According to the report, Apple “blocked nearly 3.9 million stolen credit cards from being used to make fraudulent purchases, and banned 714,000 accounts from transacting again.” In all the company says it blocked $2.09 billion in fraudulent transactions on its App Store in 2022.
Meanwhile, Apple said its efforts to launch new methods and protocols designed to prevent the creation of fraudulent developer accounts have paid off. In 2021, the company terminated 802,000 such accounts. Last year, that number was cut nearly in half.
Apple says it also rejected nearly 1.7 million app submissions from the App Store, including ones it flagged for fraud and privacy concerns.
“In more than one case this year, App Review caught apps using malicious code with the potential to steal users’ credentials from third-party services,” the company said. “In other instances, the App Review team identified several apps that disguised themselves as innocuous financial management platforms but had the capability to morph into another app.”
This news follows reports from earlier this year that Apple was going to start providing more information about the legal basis for countries’ requests for it to remove apps from the store.
The move came in the wake of complaints by activist investors who argued the company had been secretive about why it banned some apps.
Apple’s anti-fraud actions are happening amid a surge in fraud attempts. Research by PYMNTS and The Clearing House has found that the number of attempted fraud transactions jumped by 92% between 2021 and 2022, with attempted fraud dollar amounts leapt a massive 142%.
According to the Federal Trade Commission (FTC), the amount of money lost to fraud last year grew more than 30% from 2021 to $8.8 billion.

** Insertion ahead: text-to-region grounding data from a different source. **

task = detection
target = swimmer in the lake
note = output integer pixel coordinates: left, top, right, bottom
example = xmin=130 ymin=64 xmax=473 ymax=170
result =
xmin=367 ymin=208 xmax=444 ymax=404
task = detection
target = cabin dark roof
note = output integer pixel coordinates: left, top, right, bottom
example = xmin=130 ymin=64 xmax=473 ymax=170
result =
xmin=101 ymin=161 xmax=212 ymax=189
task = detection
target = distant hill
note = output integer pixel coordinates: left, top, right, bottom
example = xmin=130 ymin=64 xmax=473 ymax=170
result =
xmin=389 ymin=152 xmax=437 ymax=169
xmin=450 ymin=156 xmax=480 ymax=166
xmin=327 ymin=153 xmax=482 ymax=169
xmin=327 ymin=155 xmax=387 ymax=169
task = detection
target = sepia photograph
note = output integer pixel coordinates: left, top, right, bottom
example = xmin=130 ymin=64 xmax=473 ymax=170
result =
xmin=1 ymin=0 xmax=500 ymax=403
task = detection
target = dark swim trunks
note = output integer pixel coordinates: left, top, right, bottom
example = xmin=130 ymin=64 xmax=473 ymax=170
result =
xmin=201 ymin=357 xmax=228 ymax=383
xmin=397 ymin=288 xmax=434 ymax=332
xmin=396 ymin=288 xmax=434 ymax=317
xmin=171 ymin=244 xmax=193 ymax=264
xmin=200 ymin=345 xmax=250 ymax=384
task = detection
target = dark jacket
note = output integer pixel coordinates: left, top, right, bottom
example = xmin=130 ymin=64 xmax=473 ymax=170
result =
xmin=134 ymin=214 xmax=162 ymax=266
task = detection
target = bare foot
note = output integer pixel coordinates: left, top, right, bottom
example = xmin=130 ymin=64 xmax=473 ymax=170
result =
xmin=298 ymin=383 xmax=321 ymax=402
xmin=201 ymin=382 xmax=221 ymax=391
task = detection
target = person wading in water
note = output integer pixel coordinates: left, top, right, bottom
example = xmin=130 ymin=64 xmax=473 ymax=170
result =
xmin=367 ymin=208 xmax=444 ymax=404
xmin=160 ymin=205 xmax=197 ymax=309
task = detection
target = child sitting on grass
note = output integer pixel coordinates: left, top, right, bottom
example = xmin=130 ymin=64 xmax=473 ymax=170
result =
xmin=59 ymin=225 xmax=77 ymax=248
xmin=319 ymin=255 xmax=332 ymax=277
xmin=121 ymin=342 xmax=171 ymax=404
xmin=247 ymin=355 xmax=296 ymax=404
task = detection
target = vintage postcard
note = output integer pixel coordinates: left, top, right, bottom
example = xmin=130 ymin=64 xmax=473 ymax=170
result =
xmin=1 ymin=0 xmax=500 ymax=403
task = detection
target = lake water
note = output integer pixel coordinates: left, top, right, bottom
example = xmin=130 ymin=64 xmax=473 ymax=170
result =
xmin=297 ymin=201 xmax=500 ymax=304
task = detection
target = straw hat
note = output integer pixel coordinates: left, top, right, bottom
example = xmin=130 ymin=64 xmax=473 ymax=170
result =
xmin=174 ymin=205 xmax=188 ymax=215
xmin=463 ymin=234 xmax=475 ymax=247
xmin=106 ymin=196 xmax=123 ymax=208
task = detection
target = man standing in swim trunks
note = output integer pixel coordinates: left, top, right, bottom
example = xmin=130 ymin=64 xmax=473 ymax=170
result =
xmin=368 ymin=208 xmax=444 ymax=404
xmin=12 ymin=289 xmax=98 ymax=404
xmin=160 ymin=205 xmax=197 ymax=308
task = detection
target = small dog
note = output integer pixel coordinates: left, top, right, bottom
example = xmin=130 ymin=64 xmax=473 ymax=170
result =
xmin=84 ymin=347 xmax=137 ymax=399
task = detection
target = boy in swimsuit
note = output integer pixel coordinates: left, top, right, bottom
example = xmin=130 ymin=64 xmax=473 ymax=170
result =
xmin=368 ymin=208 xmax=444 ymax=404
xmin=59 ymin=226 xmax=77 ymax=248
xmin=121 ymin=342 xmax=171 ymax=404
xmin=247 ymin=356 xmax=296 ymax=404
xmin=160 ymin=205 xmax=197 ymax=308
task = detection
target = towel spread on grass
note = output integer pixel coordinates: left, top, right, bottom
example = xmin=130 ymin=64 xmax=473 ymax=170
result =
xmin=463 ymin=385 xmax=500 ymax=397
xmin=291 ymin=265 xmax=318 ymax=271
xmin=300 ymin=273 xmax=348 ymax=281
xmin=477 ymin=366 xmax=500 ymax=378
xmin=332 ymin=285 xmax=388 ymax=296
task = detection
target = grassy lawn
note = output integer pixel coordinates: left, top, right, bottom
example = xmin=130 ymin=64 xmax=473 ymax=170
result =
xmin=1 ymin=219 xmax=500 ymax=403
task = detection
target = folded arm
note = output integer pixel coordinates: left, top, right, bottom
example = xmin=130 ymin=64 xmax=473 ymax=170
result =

“And that was just for consumers. Businesses had to account for their own variety and scale of fraud,” PYMNTS wrote earlier this month, while the total dollar cost of fraud is expected to increase in the coming years, as scams and other fraudulent crimes become more prevalent.
“It’s a continuous spectrum,” Michael Jabbara, global head of fraud services at Visa, told PYMNTS in March. Companies, he said, must “think about every interaction across multiple dimensions and think strategically about the appropriate safeguards to put in place to reduce potential incidents of fraud.”